Minì, altra grande rimonta in Gara 2 a Melbourne

Minì ancora protagonista nel round della F2 in Australia

Dopo la +15 nella Sprint di ieri, chiusa sesto, Gabriele Minì ci ha preso gusto e nella Feature di chiusura del primo fine settimana del Campionato d Formula 2 2026, in Australia, è riuscito a mettere in cascina altri punti importanti, guadagnando 13 posizioni e concludendo in ottava piazza. A conferma di quanto emerso ieri, il marinese della MP Motorsport è riuscito a mostrare un ritmo di tutto rispetto, rivelandosi non solo fra i piloti più veloci in pista, ma anche in grado di leggere al meglio le situazioni di gara.

Un primo round da otto in pagelle che fa ben sperare in vista del prosieguo di questa annata che, ricordiamo, dovrà far dimenticare i tanti alti e bassi vissuti con Prema nel 2025. Minì, ricordiamo, si è ritrovato a scattare dalla 21° casella a causa di un problema tecnico che non gli ha permesso di chiudere neppure un giro cronometrato nel corso della qualifica di venerdì.

Un vero e proprio “colpo alle gambe”, anche considerato il super passo espresso nelle prove libere della mattina, dove era riuscito a chiudere al comando con un ampio margine su tutta la concorrenza. Insomma, Gabriele – nonostante l’ennesima sfortuna che sembrava aver compromesso l’ennesimo week-end della carriera in Formula 2 – è riuscito a venirne quasi fuori con coraggio e bravura, confermando ciò che in molti pensavano dopo i test, ovvero che il binomio con l’olandese MP Motorsport potrebbe rivelarsi fra le sorprese dell’anno. In classifica, il siciliano chiude con un bottino di sette punti.
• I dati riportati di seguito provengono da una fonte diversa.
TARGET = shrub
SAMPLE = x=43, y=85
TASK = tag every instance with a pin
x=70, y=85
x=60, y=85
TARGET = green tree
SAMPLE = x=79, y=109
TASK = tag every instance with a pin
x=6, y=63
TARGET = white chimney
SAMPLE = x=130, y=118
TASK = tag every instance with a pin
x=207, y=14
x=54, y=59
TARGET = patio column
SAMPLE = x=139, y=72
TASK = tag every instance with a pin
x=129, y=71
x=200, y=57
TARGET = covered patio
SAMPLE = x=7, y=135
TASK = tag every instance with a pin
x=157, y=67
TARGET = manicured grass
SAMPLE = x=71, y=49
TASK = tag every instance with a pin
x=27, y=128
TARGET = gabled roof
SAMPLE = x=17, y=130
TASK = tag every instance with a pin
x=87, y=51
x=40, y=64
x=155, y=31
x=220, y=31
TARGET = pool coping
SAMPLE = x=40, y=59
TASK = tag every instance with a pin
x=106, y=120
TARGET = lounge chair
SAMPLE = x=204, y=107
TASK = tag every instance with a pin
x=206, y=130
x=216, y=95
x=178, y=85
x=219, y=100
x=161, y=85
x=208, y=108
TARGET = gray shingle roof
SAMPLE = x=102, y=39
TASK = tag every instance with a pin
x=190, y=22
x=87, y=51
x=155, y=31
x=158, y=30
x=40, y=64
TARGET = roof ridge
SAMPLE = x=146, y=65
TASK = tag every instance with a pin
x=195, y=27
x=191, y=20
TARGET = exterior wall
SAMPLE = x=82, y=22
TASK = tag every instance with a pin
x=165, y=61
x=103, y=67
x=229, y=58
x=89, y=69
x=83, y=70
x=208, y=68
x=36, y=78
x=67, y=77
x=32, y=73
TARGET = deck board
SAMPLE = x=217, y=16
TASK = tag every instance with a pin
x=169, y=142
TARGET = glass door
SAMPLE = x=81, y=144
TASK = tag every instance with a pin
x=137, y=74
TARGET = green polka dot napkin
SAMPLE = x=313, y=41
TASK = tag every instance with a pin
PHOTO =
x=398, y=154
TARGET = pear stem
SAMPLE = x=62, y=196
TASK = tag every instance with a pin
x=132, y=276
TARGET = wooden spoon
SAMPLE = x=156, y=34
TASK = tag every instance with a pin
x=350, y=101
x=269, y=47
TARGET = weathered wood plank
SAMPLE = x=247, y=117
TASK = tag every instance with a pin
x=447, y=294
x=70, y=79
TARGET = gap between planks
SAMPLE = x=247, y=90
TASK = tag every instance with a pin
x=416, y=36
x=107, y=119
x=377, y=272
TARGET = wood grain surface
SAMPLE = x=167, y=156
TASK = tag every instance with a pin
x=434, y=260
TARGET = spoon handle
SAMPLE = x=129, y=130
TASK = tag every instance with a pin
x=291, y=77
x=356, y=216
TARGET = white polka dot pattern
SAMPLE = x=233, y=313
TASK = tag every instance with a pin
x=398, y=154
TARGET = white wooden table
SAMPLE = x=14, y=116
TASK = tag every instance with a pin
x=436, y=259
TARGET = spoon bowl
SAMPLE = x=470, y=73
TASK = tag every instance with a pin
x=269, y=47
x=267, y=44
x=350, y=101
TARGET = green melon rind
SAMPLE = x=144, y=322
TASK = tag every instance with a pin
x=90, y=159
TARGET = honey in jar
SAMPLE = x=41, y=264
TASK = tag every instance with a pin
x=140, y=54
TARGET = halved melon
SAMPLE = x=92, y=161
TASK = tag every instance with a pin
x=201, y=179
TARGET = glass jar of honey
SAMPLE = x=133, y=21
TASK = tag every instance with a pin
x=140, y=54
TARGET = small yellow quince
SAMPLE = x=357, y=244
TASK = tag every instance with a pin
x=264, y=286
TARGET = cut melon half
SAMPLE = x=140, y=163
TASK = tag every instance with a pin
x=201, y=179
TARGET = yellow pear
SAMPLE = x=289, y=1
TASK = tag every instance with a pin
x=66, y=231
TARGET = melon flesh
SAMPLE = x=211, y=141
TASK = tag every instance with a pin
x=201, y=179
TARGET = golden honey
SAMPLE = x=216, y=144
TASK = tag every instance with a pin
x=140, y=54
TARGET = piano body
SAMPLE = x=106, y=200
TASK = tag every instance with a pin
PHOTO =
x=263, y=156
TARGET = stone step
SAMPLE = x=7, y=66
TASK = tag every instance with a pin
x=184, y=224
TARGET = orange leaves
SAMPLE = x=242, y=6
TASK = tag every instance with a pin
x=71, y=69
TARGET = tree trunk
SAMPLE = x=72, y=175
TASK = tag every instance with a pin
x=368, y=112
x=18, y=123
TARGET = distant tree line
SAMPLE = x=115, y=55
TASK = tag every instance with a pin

Il racconto della prima gara della stagione in Australia

Come abbiamo già scritto, gara in rimonta per Gabriele Minì, che ha chiuso all’ottavo posto la corsa di Formula 2 a Melbourne conquistando punti al termine di una prova movimentata e segnata da diverse neutralizzazioni. La corsa, proprio in tal senso, si è accesa fin dalle prime curve, con Martinius Stenshorne che ha preso il comando allo start davanti al compagno di squadra Alexander Dunne.

Il duello interno al team Rodin è proseguito nei primi giri fino al contatto tra i due alla staccata della prima curva, incidente che ha costretto entrambi al ritiro. A beneficiarne è stato Nikola Tsolov, che si è ritrovato al comando davanti a Rafael Câmara e Dino Beganovic, con l’ingresso immediato della Safety Car.

Dopo la ripartenza il pilota della Camposha mantenuto la leadership mentre la fase dei pit obbligatori ha rimescolato le posizioni. Beganovic è riuscito a risalire fino al quarto posto superando Câmara, ma la sua gara si è conclusa prematuramente con un ritiro che ha portato a una nuova neutralizzazione. Durante la fase di Safety Car, Nico Varrone, su strategia alternativa, si è ritrovato momentaneamente al comando dopo il pit, prima di ricevere una penalità per eccesso di velocità in pit lane.

Alla ripartenza Tsolov ha subito ripreso la leadership, mentre Câmara ha consolidato la seconda posizione. Nel finale Laurens van Hoepen ha conquistato il terzo posto superando Varrone, mentre Tsolov ha controllato il margine fino alla bandiera a scacchi centrando la sua prima vittoria in F2. Alle spalle dei primi tre hanno concluso Oliver GoetheRitomo Miyata e Tasanapol Inthraphuvasak, con Colton Herta settimo e Minì ottavo. Sebastián Montoya e Joshua Duerksen a completare la zona punti.